There is along these lines a new quietist strain in queer theory, revalorizing opacity and the closet—in which I myself have participated. But this is wrong. For one thing, we need the flag, or something like it, not only to rally under when we are attacked, but as something about which we can say to someone like the curate that it should be taken down—as a means by which to control the conditions of what I’m calling gay-thematization (and over which to exclude some people from making decisions about it). Moreover, we need the flag—that is, we need collective identity—to fly over something we choose to fly it over; because if it doesn’t, then our identities, and indeed our colonized self-understandings, serve only as resources for the normalizing, universalizing and fundamentally antiminoritarian projects of the cultural left, conservative right, and consumer nexus.

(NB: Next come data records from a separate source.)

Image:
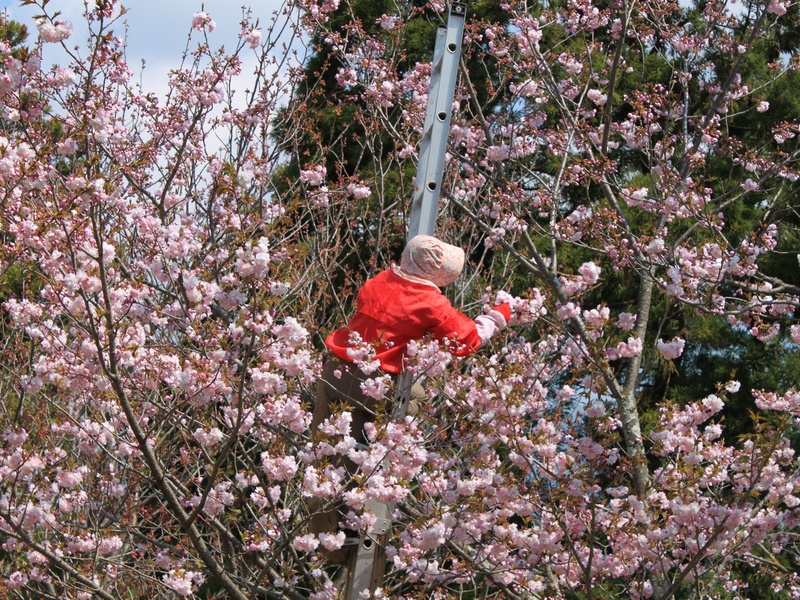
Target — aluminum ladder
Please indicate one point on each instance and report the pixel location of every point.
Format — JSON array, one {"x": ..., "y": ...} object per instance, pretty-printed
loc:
[{"x": 367, "y": 566}]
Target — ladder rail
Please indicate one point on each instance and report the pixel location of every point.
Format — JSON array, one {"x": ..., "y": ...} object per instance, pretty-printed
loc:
[
  {"x": 366, "y": 569},
  {"x": 438, "y": 114}
]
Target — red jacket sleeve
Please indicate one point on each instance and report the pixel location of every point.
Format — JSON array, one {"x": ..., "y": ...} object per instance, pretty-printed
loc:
[{"x": 456, "y": 327}]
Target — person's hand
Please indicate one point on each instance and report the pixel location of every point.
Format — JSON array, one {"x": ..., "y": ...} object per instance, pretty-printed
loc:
[{"x": 505, "y": 310}]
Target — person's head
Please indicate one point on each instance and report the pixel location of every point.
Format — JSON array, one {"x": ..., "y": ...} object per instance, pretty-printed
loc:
[{"x": 431, "y": 259}]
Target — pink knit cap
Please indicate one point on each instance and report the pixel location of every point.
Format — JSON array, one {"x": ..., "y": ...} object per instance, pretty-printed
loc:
[{"x": 429, "y": 258}]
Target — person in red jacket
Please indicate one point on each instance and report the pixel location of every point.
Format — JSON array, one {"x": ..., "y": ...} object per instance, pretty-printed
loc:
[{"x": 400, "y": 304}]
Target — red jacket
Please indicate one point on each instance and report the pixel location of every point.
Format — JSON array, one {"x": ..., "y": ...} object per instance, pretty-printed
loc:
[{"x": 392, "y": 311}]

I don’t feel a step closer to my desired non-retarded identity politics, much less to proving that it (alone?) can save liberalism, but I begin and continue in the hope that my most ordinary resentment, here/thus gnawing itself and other resentments (not least of those gays type 1 and 2), participates, through a particular course of garrulously meandering learned stupidity, in a version of the ‘rough play’ of ironic public self-presentation Jeffrey Israel theorizes as essential to keeping collective identities rightly alive in a tolerant, plural society, and might think open other possibilities generalizable to ‘identity’ more broadly. Seething towards tomorrow!

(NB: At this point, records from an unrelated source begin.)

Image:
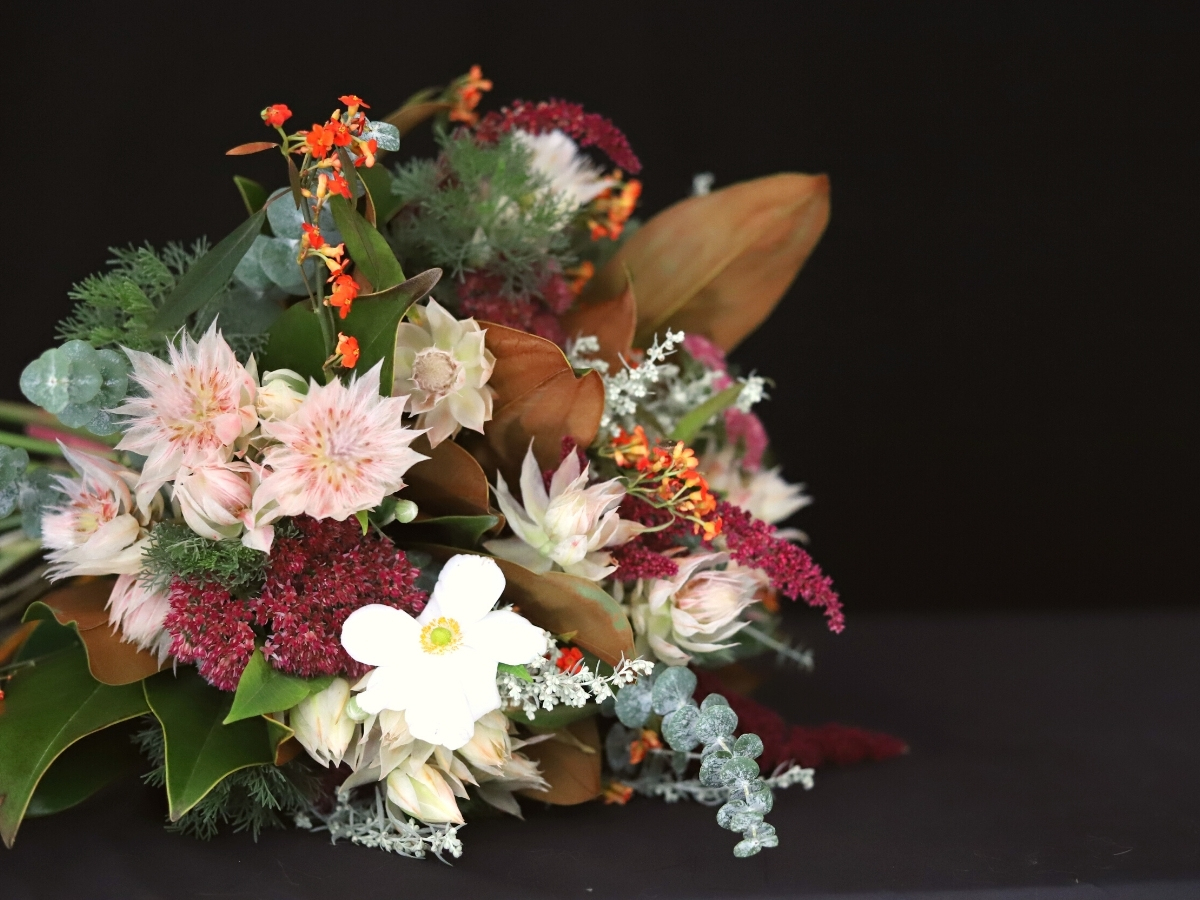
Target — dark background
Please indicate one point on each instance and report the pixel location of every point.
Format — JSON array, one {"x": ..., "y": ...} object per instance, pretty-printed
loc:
[{"x": 984, "y": 373}]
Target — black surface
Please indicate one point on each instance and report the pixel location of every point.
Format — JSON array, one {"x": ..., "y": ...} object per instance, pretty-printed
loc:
[
  {"x": 1048, "y": 751},
  {"x": 987, "y": 371}
]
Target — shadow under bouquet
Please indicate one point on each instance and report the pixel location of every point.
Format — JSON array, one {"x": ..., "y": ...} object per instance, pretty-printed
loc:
[{"x": 427, "y": 489}]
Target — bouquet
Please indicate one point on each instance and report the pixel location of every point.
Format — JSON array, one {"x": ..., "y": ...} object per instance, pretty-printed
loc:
[{"x": 427, "y": 489}]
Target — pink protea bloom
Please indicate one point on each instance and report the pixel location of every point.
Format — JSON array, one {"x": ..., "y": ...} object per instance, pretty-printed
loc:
[
  {"x": 342, "y": 451},
  {"x": 96, "y": 531},
  {"x": 197, "y": 405}
]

This missive makes my heart go pitter-patter. Yet should you continue to corral us gays into one of two binary camps, I'm going to start calling you the "they/them of the intellectual identitarian crowd."
"Woe unto you, scribes and Pharisees, hypocrites; for ye shut up the kingdom of heaven against men!"
My visceral reaction to the phrase "Bottoming as a Way of Life" makes me wonder why the stigma always sticks to the bottom. All tea, no shade, some of my best friends are bottoms! But as a vers queen it does seem to portray a certain lack of imagination to call yourself an exclusive bottom, or an exclusive top for that matter, except if it’s because of some medical thing honey I don’t know your life. Anyway, perhaps that’s why, even though I may be Christ-curious, I’m not quite ready to just submit to Sky Daddy. If this is not too impertinent a question, what would you say is the top/vers/bottom/side breakdown of the congregation?